宮田 Uシリーズは、私がカートリッジを卒業して、初めて本格的に取り組んだ製品です。Uシリーズでは、構造面で「先がけ」という新しい方法を提案しました。
米ノ井 基本的な考え方は軽量型のヘッドホンを直接耳介に引っ掛けて、そこで支えるヘッドホンを作るということでした。先がけ方式と後がけ方式の2通りを提案して先がけタイプのUが採用されました。当時、通っていた床屋で、パーマをかける時にコテで耳がやけどをしないようにある道具が使われているのを見た時に、これにユニットを入れればヘッドホンに使えそうだというアイデアがひらめいたのです。

宮田 設計で難しかったことは、片出しコードなのでコードをどうやってわたすかということでした。散々悩んだ末に、ピアノ線を使ってワタリ線と一緒にパイプで隠せば何とかなりそうだということに気がつきました。ユニバーサルで動かなければいけないので、そこが一番難しかったところです。

宮田 この製品はネーミングでも苦労しました。今までまったくなかった形ですから、パッと聞いてわからないと困ります。でも前掛けや下掛けではイメージが良くありません。そこで、新提案という意味を引っ掛けて「先がけ」というネーミングにしました。

宮田 折りたたみ式のATH-U88は、当初内側にたたむ方式で設計を進めていましたが、当時、このタイプは世の中にいっぱいありました。他社と同じことをやっても面白くありませんので、随分悩んだ末に、どこもやっていなかったジャックナイフのようにL型に折りたためるものに変更しました。良い悪いはともかく、特徴のある商品にしたかったというのが理由です。
宮田 AT-HSP5はAV絡みの商品で、映画を迫力ある音で聞くためにヘッドホンのスピーカーを震動させて臨場感を出そうという試みをしたものです。

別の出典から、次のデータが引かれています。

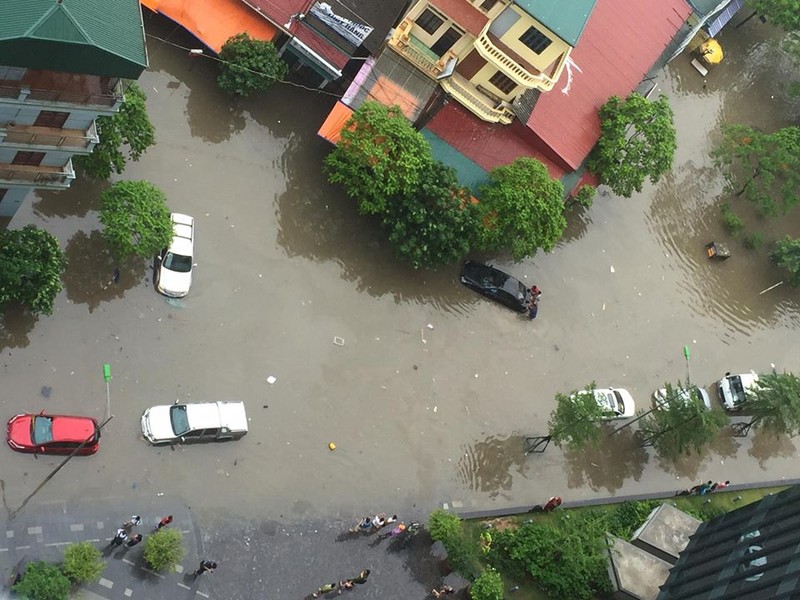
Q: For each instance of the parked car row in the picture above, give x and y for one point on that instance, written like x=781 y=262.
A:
x=164 y=424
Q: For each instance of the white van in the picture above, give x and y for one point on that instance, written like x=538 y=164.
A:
x=732 y=389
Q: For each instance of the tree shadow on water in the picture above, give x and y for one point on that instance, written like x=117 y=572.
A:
x=616 y=457
x=90 y=275
x=766 y=445
x=16 y=323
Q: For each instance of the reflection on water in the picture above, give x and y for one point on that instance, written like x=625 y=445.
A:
x=767 y=445
x=617 y=457
x=90 y=277
x=486 y=466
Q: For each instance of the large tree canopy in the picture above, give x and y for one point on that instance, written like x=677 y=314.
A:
x=435 y=226
x=135 y=219
x=764 y=167
x=31 y=265
x=379 y=157
x=130 y=127
x=522 y=208
x=637 y=140
x=248 y=65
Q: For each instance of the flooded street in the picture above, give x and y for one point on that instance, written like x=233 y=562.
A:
x=420 y=415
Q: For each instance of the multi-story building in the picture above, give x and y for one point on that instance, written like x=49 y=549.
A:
x=487 y=53
x=62 y=65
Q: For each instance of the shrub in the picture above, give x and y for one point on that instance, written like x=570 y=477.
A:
x=43 y=581
x=489 y=586
x=732 y=221
x=82 y=563
x=164 y=549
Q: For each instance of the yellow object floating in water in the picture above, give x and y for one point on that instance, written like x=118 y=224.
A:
x=711 y=51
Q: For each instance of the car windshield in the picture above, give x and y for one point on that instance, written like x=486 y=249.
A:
x=177 y=416
x=42 y=430
x=737 y=389
x=177 y=262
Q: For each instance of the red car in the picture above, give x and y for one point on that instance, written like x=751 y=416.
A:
x=52 y=434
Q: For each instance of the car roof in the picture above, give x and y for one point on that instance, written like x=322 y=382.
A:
x=183 y=234
x=209 y=415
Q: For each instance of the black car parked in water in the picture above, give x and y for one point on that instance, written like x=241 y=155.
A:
x=496 y=285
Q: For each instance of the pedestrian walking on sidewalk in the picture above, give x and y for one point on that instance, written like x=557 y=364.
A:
x=205 y=565
x=119 y=538
x=129 y=525
x=324 y=589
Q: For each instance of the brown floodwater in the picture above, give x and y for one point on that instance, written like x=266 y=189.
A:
x=433 y=390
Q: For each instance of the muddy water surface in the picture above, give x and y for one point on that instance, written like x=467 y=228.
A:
x=420 y=414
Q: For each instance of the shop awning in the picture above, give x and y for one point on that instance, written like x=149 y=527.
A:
x=214 y=21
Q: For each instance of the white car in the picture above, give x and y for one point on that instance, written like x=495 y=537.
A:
x=732 y=389
x=174 y=274
x=660 y=396
x=616 y=402
x=203 y=422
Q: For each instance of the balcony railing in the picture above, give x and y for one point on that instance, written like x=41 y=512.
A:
x=99 y=97
x=68 y=139
x=483 y=107
x=37 y=176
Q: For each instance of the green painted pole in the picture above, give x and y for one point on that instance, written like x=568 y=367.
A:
x=107 y=377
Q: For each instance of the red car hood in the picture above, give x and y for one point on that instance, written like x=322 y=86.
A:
x=19 y=429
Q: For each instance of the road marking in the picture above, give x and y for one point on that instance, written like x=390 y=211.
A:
x=153 y=573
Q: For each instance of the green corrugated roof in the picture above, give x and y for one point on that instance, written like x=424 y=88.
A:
x=98 y=37
x=565 y=18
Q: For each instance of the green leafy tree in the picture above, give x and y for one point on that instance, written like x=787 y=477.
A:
x=522 y=209
x=462 y=554
x=436 y=225
x=31 y=268
x=380 y=157
x=163 y=550
x=43 y=581
x=249 y=65
x=783 y=13
x=130 y=128
x=82 y=563
x=566 y=556
x=488 y=586
x=774 y=403
x=637 y=140
x=681 y=423
x=786 y=254
x=575 y=422
x=762 y=167
x=135 y=218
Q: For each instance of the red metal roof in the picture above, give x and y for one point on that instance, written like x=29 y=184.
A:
x=622 y=40
x=463 y=13
x=489 y=145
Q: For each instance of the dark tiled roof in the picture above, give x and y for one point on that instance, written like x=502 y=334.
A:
x=748 y=554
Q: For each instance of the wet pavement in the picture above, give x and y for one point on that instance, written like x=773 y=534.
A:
x=420 y=416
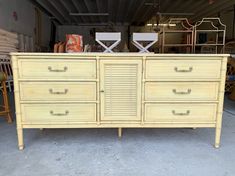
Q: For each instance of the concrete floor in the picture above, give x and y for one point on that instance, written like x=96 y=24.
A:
x=98 y=152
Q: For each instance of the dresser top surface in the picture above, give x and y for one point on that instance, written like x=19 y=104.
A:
x=130 y=54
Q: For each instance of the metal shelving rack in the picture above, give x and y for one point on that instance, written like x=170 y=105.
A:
x=216 y=27
x=183 y=27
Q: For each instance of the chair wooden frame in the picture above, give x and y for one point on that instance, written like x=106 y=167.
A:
x=5 y=106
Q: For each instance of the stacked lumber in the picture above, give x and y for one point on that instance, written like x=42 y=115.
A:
x=8 y=42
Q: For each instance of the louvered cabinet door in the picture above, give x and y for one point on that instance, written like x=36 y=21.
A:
x=120 y=90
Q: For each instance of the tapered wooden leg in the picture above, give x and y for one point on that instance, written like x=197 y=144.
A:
x=217 y=137
x=119 y=132
x=6 y=103
x=20 y=138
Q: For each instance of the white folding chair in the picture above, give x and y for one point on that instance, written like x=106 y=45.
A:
x=144 y=37
x=110 y=37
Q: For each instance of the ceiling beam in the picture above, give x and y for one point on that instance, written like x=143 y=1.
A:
x=60 y=9
x=120 y=10
x=98 y=9
x=214 y=8
x=78 y=9
x=68 y=8
x=128 y=11
x=89 y=14
x=89 y=8
x=52 y=10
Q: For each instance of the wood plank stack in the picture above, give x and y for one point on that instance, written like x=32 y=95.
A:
x=8 y=42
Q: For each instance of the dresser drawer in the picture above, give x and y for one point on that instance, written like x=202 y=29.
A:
x=57 y=69
x=183 y=69
x=162 y=91
x=80 y=91
x=46 y=113
x=180 y=112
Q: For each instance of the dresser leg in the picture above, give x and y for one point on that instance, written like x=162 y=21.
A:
x=119 y=132
x=20 y=139
x=217 y=137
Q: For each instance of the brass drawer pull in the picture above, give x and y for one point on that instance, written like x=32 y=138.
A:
x=182 y=93
x=184 y=71
x=181 y=114
x=58 y=93
x=59 y=114
x=57 y=70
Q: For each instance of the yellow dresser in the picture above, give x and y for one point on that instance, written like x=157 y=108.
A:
x=118 y=90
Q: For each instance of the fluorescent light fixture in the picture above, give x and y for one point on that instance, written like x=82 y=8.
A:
x=162 y=24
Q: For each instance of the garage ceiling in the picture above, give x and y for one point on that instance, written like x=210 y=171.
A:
x=103 y=12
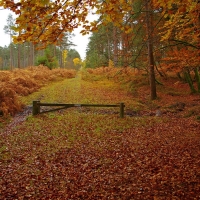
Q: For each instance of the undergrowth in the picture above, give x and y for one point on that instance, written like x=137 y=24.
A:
x=22 y=82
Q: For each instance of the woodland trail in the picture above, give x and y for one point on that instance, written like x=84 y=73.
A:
x=93 y=154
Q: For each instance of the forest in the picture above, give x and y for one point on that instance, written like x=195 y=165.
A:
x=143 y=53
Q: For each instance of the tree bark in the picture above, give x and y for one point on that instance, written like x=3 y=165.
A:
x=149 y=24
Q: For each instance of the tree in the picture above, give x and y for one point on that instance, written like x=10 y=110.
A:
x=46 y=21
x=9 y=30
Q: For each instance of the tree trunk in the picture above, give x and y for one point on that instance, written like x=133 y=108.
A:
x=115 y=44
x=197 y=76
x=149 y=23
x=19 y=55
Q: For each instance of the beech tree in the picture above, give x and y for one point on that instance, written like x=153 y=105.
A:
x=46 y=21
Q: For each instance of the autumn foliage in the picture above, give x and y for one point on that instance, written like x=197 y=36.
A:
x=86 y=153
x=22 y=82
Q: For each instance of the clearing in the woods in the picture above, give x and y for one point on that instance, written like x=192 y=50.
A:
x=91 y=153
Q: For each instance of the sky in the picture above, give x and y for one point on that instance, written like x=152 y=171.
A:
x=79 y=40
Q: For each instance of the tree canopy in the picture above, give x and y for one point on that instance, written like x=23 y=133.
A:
x=45 y=21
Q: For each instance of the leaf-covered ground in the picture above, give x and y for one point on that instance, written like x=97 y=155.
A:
x=91 y=153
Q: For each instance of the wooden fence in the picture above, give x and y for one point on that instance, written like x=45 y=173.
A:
x=38 y=104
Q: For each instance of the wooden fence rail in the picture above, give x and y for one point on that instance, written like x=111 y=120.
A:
x=37 y=104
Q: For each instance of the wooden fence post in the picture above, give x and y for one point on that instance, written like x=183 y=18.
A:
x=122 y=110
x=36 y=107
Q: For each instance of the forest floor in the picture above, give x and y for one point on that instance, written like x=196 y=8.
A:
x=92 y=153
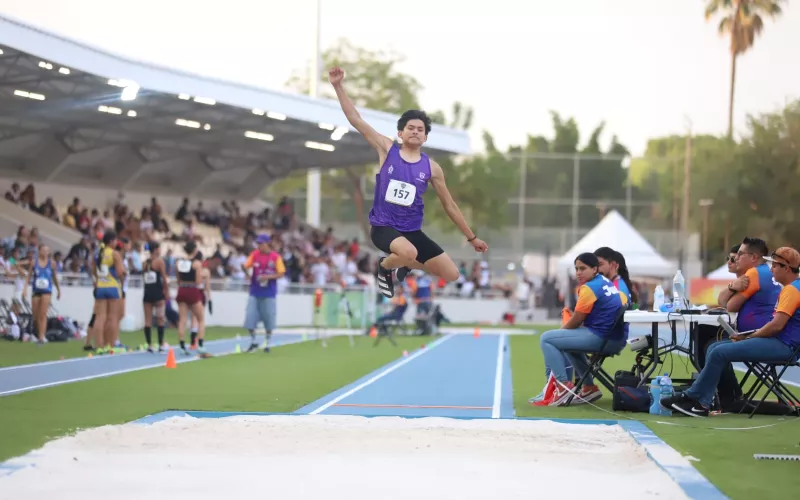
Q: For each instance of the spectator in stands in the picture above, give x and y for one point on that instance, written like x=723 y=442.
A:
x=235 y=263
x=78 y=256
x=182 y=214
x=11 y=242
x=146 y=227
x=75 y=209
x=285 y=214
x=33 y=241
x=14 y=193
x=189 y=233
x=155 y=212
x=27 y=199
x=169 y=262
x=49 y=210
x=84 y=221
x=58 y=260
x=134 y=257
x=319 y=271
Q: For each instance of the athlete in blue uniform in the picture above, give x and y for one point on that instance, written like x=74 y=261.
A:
x=42 y=273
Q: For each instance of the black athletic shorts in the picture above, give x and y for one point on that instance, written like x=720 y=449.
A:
x=153 y=297
x=383 y=236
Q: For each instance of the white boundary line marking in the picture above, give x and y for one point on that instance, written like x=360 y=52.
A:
x=129 y=353
x=498 y=377
x=378 y=376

斉藤 低域が入ってきた時にスピーカーを震わせるために、スピーカーに真鍮のウェイトを付けました。この商品はスピーカーの動きを直かに振動に変えようという非常に面白いコンセプトの商品でした。

小澤 ですからヘッドホンではなくて、ヘッドスピーカーと呼んでいました。

宮田 Fシリーズの流れで、入門用のオーソドックスなものとして、Tシリーズを作りました。折りたためて、しかもヘッドバンドの調整がいらないタイプは世の中にありませんでしたので、それに挑戦しました。Fシリーズではスライダーの中のローラーが見えないようにしましたが、Tではローラーを積極的に見せています。斉藤さんに多大な協力をいただいて作ったATH-T2,T3,T4はベストセラー、ロングセラーになりました。この流れの製品はATH-T22,33,44として今につながっています。
宮田 PCの普及を背景に、PCで音楽を聴く人が増えてきました。そこでPCのアナログ出力端子経由ではなく、USBから送り出されるデジタル出力をきちんとアナログ変換して綺麗な音質で聴けることを狙ってATC-HA4USBを開発しました。この製品を開発するにあたっては、ヘッドホンチームだけでなく、ワイヤレスチームも加わっています。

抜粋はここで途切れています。